No objections to this if it is doable without too much impact to the
existing code but:
a) I'm not convinced it is worth it
b) I want to look at when the String -> bytes conversions would need to
take place.

> 2. I don't like CredentialHandler.mutate(String input, byte[] salt, int
> iterations). I think it ties the method signature to the implementation
> of the mutation algorithm. PBKDF2 for instance has both "salt" and
> "iterations", but straight-up MD5 (e.g. our existing implementation)
> does not. Also, non-hashing algorithms like any symmetric encryption
> algorithm (e.g. AES, Blowfish, etc.) does not have such parameters, and
> would require instead an encryption key. I think that mutate() should
> only take a single argument but also have setters that can be called
> from configuration, like this:
> 
>   <Realm>
>     <CredentialHandler class="PBKDF2" saltSize="8" iterations="50000" />
>   </Realm>
> 
> In this case, the PBKDF2 class would have a setIterations(int) method
> and a setSaltSize(int) method to set the number of salt bytes to use.
> 
> If we want the implementations for MessageDigest-based handlers as well
> as things like PBKDF2 to extend the same base class that provides lots
> of utility methods, that's find. I just don't like tying the interface
> itself for the matches() method to a particular style of implementation.
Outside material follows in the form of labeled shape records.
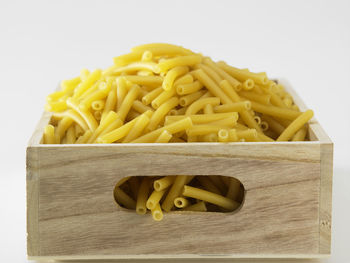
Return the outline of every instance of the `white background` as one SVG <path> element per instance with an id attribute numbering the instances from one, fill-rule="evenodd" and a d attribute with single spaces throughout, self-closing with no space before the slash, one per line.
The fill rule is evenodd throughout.
<path id="1" fill-rule="evenodd" d="M 285 77 L 315 111 L 335 144 L 326 262 L 348 262 L 349 13 L 350 1 L 1 0 L 1 261 L 26 262 L 25 148 L 45 96 L 83 67 L 107 67 L 134 45 L 169 42 Z"/>

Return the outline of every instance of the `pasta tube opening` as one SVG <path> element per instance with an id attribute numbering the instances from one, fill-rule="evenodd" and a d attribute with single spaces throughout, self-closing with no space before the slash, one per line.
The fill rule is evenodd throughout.
<path id="1" fill-rule="evenodd" d="M 231 176 L 168 175 L 124 177 L 113 194 L 116 203 L 134 210 L 135 216 L 149 214 L 160 221 L 176 211 L 233 212 L 242 206 L 245 191 Z"/>

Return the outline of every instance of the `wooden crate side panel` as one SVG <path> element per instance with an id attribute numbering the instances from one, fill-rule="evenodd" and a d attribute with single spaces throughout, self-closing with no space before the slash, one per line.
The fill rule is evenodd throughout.
<path id="1" fill-rule="evenodd" d="M 27 254 L 40 255 L 38 148 L 27 148 Z"/>
<path id="2" fill-rule="evenodd" d="M 250 158 L 242 155 L 261 147 L 42 147 L 41 255 L 317 254 L 319 145 L 308 146 L 290 144 L 288 160 L 275 156 L 282 144 Z M 246 187 L 244 206 L 235 214 L 170 213 L 159 223 L 116 206 L 121 177 L 160 174 L 235 176 Z"/>
<path id="3" fill-rule="evenodd" d="M 320 253 L 331 254 L 333 143 L 320 124 L 310 125 L 313 136 L 321 143 Z"/>

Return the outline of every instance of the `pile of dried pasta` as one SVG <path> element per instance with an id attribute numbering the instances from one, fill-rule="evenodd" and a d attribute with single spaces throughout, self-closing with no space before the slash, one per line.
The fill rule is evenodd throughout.
<path id="1" fill-rule="evenodd" d="M 146 44 L 114 65 L 64 80 L 47 96 L 44 143 L 302 141 L 282 85 L 171 44 Z"/>
<path id="2" fill-rule="evenodd" d="M 46 110 L 46 144 L 303 141 L 313 116 L 265 73 L 171 44 L 137 46 L 105 70 L 83 69 L 47 97 Z M 127 177 L 114 195 L 161 220 L 162 209 L 233 211 L 242 192 L 234 178 L 178 175 Z"/>

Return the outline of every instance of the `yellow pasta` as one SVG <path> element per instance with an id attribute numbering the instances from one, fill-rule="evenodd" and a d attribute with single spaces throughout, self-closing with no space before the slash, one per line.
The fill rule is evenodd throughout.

I take the point but having fixed values for saltSize and iterations
then limits you to using the same values for every entry in the Realm
which creates a different set of issues. I'm not sure there is an API
that can meet all those requirements but it is worth spending some time
thinking about it.

> 3. MessageDigestCredentialHandler is good, but I think we ought to
> push-down the iteration and salt members and methods from
> BaseCredentialHandler into the subclass.

Fair point if we start having CredentialHandlers based on symmetric
encryption. I'm not convinced that is a good idea but I take the point.

> 4. In MessageDigestCredentialHandler.matches, there are two uses of
> StandardCharsets.ISO_8859_1 directly instead of using the client's
> preferred character encoding. Is this a requirement of {MD5|SHA|SSHA}
> formatting or an oversight?

Don't know. It is what the current code does so I am reluctant to change
it without a report that something is broken.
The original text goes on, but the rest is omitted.